VIRTUAL COMMISSIONING IN SOUTH AFRICA

In South Africa, commissioners of oaths are regulated by the Justices of The Peace and Commissioners of Oaths Act (“the Act”).

In South Africa, commissioners of oaths are regulated by the Justices of The Peace and Commissioners of Oaths Act (“the Act”).[1]  In terms of the Act, and under normal circumstances, Commissioners of Oaths are required to verify the identity of the person making the sworn statement, they have to ensure that the documents annexed to the affidavit or statement are true copies, and the deponent or the person signing the statement is lead in the oath or affirmation.  The deponent and the commissioner will then initial every page and the deponent must sign the document in the presence of the commissioner.  The commissioner then appends his certification and stamp at the end of the affidavit.  The emergence of virtual commissioning has led to South African courts relaxing the rules relating to the commissioning of affidavits required by the Act.

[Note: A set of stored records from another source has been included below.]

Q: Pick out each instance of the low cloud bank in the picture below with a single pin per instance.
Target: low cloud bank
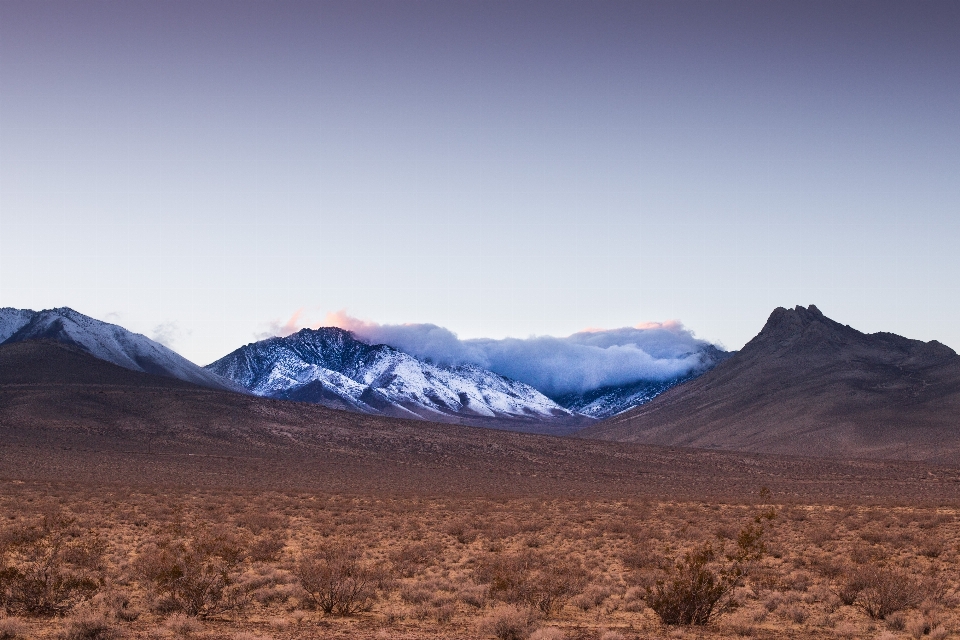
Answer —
(555, 366)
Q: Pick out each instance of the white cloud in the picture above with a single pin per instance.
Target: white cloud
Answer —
(573, 364)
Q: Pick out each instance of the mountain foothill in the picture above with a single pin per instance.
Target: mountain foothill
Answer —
(806, 385)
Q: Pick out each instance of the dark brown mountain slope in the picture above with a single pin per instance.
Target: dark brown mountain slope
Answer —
(66, 417)
(807, 385)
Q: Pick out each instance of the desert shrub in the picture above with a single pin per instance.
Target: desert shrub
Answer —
(548, 633)
(592, 597)
(700, 586)
(850, 586)
(640, 556)
(532, 579)
(193, 574)
(48, 568)
(509, 623)
(181, 625)
(266, 549)
(336, 581)
(695, 592)
(411, 558)
(91, 626)
(886, 591)
(12, 629)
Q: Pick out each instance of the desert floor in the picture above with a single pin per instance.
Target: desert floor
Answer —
(177, 563)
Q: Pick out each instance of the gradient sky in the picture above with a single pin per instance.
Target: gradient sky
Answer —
(198, 170)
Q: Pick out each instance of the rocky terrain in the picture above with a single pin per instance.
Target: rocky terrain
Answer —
(807, 385)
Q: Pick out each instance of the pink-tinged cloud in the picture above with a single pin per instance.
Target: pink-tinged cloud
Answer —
(580, 362)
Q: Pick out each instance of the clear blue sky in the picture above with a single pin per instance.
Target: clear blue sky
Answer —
(497, 168)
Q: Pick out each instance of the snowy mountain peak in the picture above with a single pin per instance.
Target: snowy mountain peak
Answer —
(330, 366)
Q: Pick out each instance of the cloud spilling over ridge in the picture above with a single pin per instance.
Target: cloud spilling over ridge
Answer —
(555, 366)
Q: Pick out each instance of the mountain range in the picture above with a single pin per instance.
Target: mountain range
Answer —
(805, 385)
(808, 385)
(330, 367)
(105, 341)
(333, 368)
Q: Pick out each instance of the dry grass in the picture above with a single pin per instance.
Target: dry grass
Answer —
(392, 567)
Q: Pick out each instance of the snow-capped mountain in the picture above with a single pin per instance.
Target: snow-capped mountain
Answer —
(605, 402)
(105, 341)
(329, 366)
(609, 401)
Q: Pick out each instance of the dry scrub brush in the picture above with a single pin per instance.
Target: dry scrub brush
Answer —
(48, 567)
(337, 581)
(700, 586)
(532, 578)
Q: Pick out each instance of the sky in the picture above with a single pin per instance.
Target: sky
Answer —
(204, 172)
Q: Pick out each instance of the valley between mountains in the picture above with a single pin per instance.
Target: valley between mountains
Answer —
(131, 473)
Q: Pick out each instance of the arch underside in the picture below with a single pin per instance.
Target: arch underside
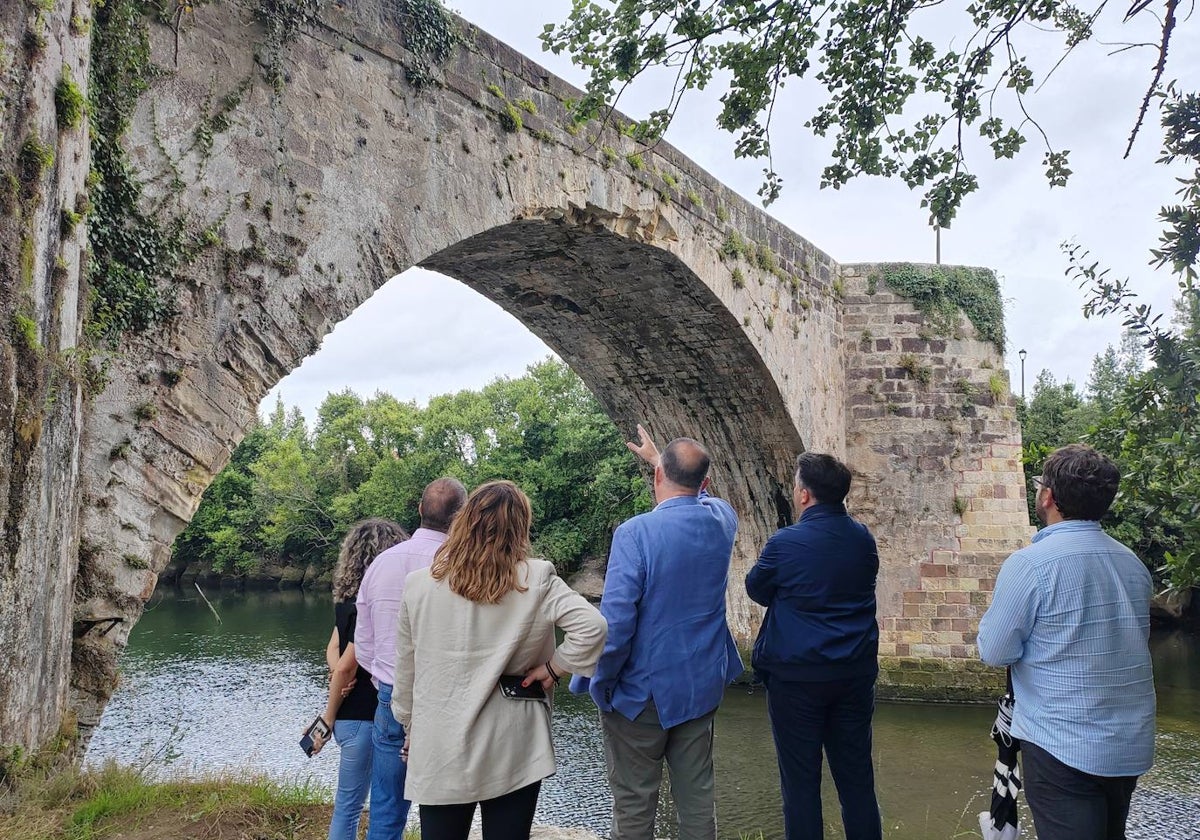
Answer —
(653, 343)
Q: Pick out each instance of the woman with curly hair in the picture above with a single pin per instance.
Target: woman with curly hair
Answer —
(483, 611)
(352, 697)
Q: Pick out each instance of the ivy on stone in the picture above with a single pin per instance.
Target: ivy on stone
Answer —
(941, 293)
(430, 35)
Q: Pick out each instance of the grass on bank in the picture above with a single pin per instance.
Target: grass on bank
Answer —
(72, 804)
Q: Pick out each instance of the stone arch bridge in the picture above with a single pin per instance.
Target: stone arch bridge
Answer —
(679, 305)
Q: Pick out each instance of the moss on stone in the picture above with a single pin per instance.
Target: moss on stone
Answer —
(69, 101)
(942, 292)
(34, 160)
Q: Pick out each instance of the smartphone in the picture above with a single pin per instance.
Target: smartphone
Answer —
(318, 727)
(513, 689)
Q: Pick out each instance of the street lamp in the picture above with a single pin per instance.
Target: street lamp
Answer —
(1023, 354)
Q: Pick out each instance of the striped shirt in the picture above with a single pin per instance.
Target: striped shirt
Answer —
(1071, 615)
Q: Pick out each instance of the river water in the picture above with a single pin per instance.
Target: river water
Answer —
(197, 696)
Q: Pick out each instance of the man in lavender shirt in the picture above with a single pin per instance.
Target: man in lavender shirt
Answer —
(375, 645)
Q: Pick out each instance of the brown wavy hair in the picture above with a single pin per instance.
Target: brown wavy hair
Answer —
(364, 543)
(489, 539)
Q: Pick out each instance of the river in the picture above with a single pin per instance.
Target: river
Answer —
(199, 696)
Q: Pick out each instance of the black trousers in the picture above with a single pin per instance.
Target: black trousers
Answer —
(833, 718)
(508, 817)
(1069, 804)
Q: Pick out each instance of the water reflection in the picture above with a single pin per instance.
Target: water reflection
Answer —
(199, 696)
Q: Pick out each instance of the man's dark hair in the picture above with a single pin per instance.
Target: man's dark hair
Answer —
(1084, 481)
(685, 463)
(823, 475)
(441, 501)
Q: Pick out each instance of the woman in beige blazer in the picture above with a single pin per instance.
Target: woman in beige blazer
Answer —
(481, 611)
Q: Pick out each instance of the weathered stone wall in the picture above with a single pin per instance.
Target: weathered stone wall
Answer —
(633, 264)
(43, 167)
(935, 447)
(315, 172)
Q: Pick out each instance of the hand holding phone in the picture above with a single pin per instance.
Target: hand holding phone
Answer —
(511, 688)
(315, 737)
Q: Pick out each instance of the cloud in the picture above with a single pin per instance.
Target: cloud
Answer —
(423, 334)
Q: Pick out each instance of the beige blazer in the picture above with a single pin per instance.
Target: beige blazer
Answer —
(467, 742)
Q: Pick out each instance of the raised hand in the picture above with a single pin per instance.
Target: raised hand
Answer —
(646, 448)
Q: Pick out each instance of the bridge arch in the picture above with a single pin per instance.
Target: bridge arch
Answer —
(677, 303)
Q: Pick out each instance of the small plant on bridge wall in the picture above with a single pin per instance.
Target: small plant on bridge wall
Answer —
(922, 373)
(69, 101)
(136, 256)
(431, 35)
(283, 19)
(510, 118)
(942, 293)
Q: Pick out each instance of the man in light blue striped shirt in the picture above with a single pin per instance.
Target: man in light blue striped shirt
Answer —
(1071, 615)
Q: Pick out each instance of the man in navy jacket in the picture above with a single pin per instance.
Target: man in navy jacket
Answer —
(817, 652)
(670, 653)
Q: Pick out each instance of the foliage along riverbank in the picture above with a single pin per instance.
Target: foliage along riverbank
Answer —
(280, 509)
(65, 803)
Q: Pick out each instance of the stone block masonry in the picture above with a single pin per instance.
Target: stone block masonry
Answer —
(311, 171)
(936, 450)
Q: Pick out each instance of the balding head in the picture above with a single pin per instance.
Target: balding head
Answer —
(684, 463)
(441, 501)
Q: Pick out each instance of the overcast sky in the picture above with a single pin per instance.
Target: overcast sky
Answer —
(450, 337)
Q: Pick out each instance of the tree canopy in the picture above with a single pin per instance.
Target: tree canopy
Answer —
(897, 100)
(291, 493)
(1147, 419)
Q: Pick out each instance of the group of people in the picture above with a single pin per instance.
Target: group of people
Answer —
(429, 628)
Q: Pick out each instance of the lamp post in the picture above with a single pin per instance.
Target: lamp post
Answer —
(1023, 354)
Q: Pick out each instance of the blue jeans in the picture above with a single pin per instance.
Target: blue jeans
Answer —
(389, 808)
(835, 717)
(353, 739)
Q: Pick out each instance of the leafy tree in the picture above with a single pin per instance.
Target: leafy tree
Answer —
(1153, 431)
(1055, 415)
(289, 495)
(895, 103)
(225, 531)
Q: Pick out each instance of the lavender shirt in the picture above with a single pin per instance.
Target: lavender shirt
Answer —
(379, 598)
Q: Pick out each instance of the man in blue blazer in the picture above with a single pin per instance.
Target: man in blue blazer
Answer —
(817, 652)
(670, 653)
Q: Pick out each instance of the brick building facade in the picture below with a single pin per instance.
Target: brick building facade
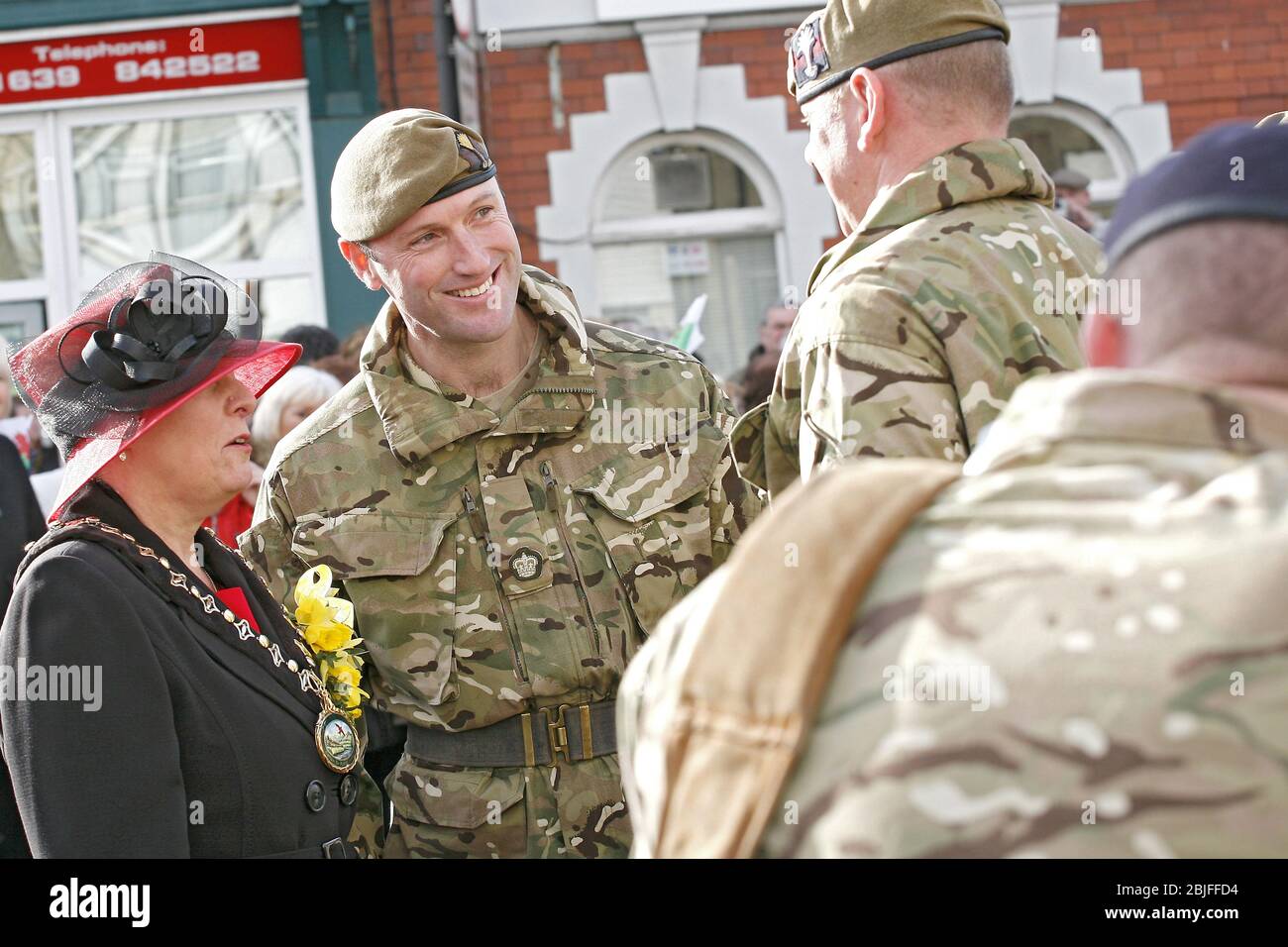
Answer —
(571, 94)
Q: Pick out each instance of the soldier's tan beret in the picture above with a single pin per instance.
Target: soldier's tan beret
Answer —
(848, 35)
(398, 162)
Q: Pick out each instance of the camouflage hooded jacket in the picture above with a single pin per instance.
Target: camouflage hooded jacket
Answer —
(960, 283)
(608, 491)
(1077, 651)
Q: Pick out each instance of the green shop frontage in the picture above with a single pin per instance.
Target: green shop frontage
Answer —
(201, 128)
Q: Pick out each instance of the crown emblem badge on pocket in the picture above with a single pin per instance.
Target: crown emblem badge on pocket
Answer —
(526, 564)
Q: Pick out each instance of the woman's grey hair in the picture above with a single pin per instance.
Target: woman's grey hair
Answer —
(300, 384)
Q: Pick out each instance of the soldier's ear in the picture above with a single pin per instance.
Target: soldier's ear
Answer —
(868, 95)
(1104, 341)
(360, 262)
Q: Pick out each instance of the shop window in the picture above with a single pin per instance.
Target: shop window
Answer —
(21, 257)
(1064, 136)
(678, 218)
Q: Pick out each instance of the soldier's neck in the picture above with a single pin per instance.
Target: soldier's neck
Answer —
(481, 368)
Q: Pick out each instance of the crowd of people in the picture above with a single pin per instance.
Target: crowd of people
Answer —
(969, 561)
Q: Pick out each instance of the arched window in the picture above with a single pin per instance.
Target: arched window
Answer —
(1067, 136)
(683, 215)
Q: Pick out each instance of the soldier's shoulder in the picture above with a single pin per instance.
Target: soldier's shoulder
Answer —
(609, 342)
(347, 405)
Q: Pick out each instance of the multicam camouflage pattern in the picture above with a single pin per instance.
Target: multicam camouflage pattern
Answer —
(399, 488)
(919, 325)
(1112, 570)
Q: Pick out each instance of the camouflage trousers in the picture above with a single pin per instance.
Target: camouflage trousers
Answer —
(570, 810)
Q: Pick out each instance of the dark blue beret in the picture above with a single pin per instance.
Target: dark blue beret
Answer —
(1229, 171)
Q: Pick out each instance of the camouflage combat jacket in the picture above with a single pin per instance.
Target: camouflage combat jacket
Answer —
(603, 513)
(1077, 651)
(960, 283)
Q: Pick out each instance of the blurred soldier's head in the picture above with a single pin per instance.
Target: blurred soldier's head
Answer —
(420, 214)
(1073, 187)
(885, 85)
(773, 330)
(1205, 240)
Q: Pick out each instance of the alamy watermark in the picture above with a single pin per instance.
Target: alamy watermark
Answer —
(965, 684)
(73, 684)
(614, 424)
(1080, 295)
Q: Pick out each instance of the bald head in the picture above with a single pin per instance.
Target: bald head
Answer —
(967, 85)
(1214, 303)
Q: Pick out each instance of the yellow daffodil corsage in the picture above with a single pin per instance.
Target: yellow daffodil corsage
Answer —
(326, 622)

Recently, the Gauteng High Court[2] had to decide whether the rules relating to the commissioning of affidavits could be relaxed.  The Regulations of the Act prescribe how an oath should be administered.  Regulation 3(1) states that:

The deponent shall sign the declaration in the presence of the commissioner of oaths.

The applicant in the matter was, at the time of the commissioning of the affidavit, infected with COVID-19.  It was impossible for the applicant to sign the affidavit in the physical presence of the commissioner of oaths.  In order to ensure substantial compliance with the Act and the Regulations, the applicant deposed to the affidavit via a WhatsApp video call.  In making a decision on whether there was substantial compliance with the requirements of the Act and the Regulations, the court referred to the case of S v Munn,[3] which held that the requirement of a person to person presence in between a commissioner and a deponent is not peremptory, and can be relaxed upon proof on the facts of substantial compliance with the requirement.

The court further referred to a 2017 judgement[4] where Judge Satchwell allowed the use of video link to lead evidence from witnesses located abroad.  In this instance, the Judge administered the oath virtually before they led evidence.  Relying on these judgements, the court in the Bhana case found that there was substantial compliance with Regulation 3(1) and accordingly accepted the affidavit as evidence.  Furthermore, and in a similar case,[5] Justice Lenyai accepted the founding affidavit of an applicant who was sick with COVID-19 and could not physically depose to the affidavit in the presence of a commissioner of oaths.  Again, in this case, the applicant proved that there was substantial compliance with the Act and the Regulations.

In applying these decisions to a situation where your client cannot physically depose to an affidavit, it is important to note that “substantial compliance” is required.  This means that the commissioner of oaths is still required to verify the identity of the deponent, and the oath must still be administered to the deponent.  It will strengthen a deponent’s case if the oath can be administered via a video call and if the video call is recorded.  Furthermore, it is advisable that a legal practitioner overseeing the process should depose to a separate affidavit himself giving a detailed explanation of the steps to ensure substantial compliance with the requirements of the Act and the Regulations.  In addition, the deponent may also attach a positive COVID-19 test result to his affidavit.  The Law Society of Ontario has developed some guidelines which can be used as best practice for virtual commissioning.

The COVID-19 pandemic has clearly shown a need for further changes to our laws such as the Justices of The Peace and Commissioners of Oaths Act to allow for virtual commissioning.  The Act has not been amended since 1999, even though we have legislation such as the Electronic Communications and Transactions Act which recognises advanced electronic signatures and the admissibility of electronic communications as evidence.  The use of technology can easily provide assistance in situations where a deponent is COVID-19 positive.  It is important to also bear in mind that with the use of technology, there are associated risks such as fraud.  Therefore, additional steps must be taken to verify the authenticity of the legal documents.